The show becomes a hit, with Susan performing Herculean fits of dishonesty and coercion to keep everything together. There are arguments, there’s a party, Molly Ringwald plays an aspiring actress who apparently wows the network executives (spoiler: this goes nowhere, and gets abandoned pretty quickly, which is a story problem that happens so often you sort of get used to it). Eventually there’s a scheme by the show’s love interest (and eventual real love interest) to murder Levy and inherit his fortune. It’s exposed pretty quickly, but only foiled at the last possible second, in order to milk the attempted homicide’s ratings potential. By the way, “Me” is ostensibly a comedy, but the less said about its jokes, the better.

“Me” is easily at its best when we see the fruits of everyone’s labor. There are sequences that show “Me” (the show-within-a-movie) as it’s broadcast to the world, with its superfluous camera tricks, over-reliance on cliffhangers, and ever-present scroll feeds that promote the show’s social media content. It has a nauseating effect, but it’s an apt lampooning of a reality show, with the reality skewed just enough to make the point clear, without veering into obviousness. For all its faults, “Me” (the movie) is very familiar with what it’s decrying.
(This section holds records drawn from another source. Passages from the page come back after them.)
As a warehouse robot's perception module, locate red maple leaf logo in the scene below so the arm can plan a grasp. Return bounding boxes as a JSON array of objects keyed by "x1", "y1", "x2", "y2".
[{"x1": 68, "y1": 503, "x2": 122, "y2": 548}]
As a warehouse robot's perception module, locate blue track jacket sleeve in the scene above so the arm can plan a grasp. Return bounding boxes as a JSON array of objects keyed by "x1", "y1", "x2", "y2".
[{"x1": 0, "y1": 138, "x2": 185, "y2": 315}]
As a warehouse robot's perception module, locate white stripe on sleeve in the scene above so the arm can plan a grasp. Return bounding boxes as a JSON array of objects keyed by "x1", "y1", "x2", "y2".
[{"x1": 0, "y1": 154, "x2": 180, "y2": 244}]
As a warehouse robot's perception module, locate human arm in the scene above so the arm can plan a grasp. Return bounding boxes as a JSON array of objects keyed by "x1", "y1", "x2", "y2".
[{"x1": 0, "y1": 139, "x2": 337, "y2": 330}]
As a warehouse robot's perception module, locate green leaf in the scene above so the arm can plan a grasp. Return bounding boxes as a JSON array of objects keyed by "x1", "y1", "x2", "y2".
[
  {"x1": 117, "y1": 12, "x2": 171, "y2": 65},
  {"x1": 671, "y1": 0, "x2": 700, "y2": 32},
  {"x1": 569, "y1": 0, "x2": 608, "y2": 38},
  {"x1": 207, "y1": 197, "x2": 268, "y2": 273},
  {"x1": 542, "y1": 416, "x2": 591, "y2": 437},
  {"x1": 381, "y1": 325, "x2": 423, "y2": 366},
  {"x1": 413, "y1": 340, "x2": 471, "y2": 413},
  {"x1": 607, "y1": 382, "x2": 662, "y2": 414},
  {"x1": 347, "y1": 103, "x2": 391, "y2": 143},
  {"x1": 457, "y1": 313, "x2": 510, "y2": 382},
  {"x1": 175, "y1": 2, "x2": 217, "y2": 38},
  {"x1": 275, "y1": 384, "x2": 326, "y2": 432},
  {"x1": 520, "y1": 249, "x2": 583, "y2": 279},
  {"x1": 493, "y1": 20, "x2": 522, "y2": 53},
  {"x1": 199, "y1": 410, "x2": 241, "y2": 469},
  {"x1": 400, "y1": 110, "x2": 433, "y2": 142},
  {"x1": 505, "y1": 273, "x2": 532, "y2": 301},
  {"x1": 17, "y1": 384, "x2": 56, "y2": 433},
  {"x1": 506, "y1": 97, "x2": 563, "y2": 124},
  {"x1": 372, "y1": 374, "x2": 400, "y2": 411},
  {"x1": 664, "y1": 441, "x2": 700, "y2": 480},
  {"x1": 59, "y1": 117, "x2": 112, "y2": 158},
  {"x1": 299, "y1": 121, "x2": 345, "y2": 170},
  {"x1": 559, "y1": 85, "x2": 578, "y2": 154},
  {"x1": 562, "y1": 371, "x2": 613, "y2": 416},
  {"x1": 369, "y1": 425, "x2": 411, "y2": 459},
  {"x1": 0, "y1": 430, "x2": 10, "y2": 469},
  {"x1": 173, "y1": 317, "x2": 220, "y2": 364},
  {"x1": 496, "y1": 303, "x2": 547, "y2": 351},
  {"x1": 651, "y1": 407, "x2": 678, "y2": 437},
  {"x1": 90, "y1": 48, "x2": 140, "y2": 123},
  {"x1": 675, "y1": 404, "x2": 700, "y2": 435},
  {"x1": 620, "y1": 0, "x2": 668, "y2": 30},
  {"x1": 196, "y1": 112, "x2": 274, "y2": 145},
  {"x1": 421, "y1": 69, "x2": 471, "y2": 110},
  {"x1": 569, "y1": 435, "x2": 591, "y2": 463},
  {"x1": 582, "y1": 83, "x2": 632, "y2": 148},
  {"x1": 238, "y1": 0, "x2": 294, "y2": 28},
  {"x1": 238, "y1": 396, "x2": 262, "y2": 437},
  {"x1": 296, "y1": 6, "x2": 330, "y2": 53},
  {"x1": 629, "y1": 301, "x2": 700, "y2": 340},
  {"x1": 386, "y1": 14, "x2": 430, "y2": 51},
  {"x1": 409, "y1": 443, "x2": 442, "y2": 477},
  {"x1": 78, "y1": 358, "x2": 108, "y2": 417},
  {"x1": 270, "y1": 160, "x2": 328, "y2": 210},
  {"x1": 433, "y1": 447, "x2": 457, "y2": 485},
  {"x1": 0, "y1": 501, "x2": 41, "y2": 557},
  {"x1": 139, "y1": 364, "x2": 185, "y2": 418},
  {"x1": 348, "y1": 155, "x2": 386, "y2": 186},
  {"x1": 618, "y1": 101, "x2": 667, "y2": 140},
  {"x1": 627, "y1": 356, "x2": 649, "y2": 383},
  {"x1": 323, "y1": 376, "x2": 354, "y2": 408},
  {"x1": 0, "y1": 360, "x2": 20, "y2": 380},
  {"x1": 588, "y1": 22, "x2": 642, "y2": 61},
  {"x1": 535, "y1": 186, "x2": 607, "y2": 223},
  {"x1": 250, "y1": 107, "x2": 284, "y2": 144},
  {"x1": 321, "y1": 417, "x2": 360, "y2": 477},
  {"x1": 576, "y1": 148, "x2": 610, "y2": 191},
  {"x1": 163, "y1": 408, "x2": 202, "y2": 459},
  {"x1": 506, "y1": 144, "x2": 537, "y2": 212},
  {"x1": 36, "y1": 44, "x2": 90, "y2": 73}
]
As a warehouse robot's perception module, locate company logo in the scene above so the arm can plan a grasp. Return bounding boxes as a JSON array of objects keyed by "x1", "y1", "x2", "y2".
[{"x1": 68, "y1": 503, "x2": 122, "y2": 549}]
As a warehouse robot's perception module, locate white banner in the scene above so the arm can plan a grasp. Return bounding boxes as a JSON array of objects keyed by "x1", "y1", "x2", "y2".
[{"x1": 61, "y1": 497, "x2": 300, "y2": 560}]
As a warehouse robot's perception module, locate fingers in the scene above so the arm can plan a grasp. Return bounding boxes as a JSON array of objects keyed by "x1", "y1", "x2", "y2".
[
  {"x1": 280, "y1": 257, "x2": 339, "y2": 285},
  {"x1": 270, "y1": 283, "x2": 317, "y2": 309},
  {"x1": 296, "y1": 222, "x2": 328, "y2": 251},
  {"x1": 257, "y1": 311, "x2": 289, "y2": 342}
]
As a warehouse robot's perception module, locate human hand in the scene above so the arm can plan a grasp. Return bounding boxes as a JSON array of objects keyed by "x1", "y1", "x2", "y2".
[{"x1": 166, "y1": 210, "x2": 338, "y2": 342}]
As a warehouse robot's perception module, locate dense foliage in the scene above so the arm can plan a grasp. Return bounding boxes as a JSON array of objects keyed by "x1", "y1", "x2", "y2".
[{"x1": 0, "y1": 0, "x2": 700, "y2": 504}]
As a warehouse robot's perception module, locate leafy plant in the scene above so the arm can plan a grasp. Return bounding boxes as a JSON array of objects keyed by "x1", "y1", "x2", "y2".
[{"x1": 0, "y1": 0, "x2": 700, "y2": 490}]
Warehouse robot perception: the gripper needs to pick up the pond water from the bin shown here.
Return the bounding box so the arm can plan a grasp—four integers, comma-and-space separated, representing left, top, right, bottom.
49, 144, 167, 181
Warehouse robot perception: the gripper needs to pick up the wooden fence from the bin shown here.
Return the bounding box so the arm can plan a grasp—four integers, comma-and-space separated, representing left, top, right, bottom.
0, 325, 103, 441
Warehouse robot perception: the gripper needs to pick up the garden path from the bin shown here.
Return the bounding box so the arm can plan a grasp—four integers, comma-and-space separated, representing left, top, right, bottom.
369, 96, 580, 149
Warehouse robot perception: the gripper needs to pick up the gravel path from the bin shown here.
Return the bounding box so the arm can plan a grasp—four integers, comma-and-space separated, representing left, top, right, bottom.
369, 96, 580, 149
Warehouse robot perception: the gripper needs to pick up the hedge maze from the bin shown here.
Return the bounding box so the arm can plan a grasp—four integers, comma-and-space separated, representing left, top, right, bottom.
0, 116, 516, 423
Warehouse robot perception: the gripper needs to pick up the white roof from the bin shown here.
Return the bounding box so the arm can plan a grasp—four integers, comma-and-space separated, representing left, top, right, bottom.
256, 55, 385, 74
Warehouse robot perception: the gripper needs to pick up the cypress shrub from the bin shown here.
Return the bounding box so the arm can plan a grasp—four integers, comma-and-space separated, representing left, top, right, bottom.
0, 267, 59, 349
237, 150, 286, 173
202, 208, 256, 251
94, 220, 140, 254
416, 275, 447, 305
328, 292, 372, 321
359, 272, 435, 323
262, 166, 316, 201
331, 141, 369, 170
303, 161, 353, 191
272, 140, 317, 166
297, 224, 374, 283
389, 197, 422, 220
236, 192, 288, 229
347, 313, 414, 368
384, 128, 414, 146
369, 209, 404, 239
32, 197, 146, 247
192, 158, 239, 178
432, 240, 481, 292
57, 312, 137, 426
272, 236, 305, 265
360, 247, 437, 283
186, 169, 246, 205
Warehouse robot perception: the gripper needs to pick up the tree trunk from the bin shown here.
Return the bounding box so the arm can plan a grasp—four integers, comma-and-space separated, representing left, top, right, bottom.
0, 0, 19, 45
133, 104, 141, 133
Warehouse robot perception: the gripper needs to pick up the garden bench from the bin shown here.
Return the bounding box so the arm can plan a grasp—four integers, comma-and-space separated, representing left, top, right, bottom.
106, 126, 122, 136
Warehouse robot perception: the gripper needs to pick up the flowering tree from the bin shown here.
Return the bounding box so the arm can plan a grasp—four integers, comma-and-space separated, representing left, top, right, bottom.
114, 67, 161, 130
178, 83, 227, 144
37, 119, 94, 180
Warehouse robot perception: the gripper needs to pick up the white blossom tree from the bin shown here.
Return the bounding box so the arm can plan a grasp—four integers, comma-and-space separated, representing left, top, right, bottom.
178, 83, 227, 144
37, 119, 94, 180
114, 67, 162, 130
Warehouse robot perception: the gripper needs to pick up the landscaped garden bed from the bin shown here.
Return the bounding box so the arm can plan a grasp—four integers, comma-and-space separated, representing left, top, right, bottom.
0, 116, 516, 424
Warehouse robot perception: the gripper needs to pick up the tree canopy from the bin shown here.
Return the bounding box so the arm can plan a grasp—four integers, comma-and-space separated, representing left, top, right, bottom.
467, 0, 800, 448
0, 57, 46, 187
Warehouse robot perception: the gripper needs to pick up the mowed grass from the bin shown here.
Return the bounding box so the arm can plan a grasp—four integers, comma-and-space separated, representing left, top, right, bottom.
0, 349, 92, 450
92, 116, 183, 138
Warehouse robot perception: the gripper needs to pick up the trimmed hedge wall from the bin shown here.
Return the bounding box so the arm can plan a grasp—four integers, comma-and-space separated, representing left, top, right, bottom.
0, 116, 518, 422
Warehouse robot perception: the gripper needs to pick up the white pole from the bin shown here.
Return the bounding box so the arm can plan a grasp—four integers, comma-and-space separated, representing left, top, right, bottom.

Several references are made to the 1976 film “Network,” down to conspiracies to kill the show’s star; Levy actually asks Susan to be his personal Faye Dunaway, a reference to Dunaway’s portrayal of ruthless producer Diana Christensen. It’s the comparisons to “Network” that help highlight what’s really sabotaging “Me.” Where “Network” succeeded was in contrasting the rise of sensational, hollow media with the crumbling gravitas of William Holden’s aging, increasingly out-of-touch producer; the fungal creep of craven and aggressively amoral content is destroying any legitimacy the news – and by extension, television – might have carried, and we can appreciate that loss. “Me” operates void of any redeeming characters or values, and isn’t funny or well-told enough to hide these absences. It succeeds at depicting the world of reality television as a wasteland of desperation and narcissism, but doesn’t have a case for why we should endure a feature-length trek through such a toxic environment.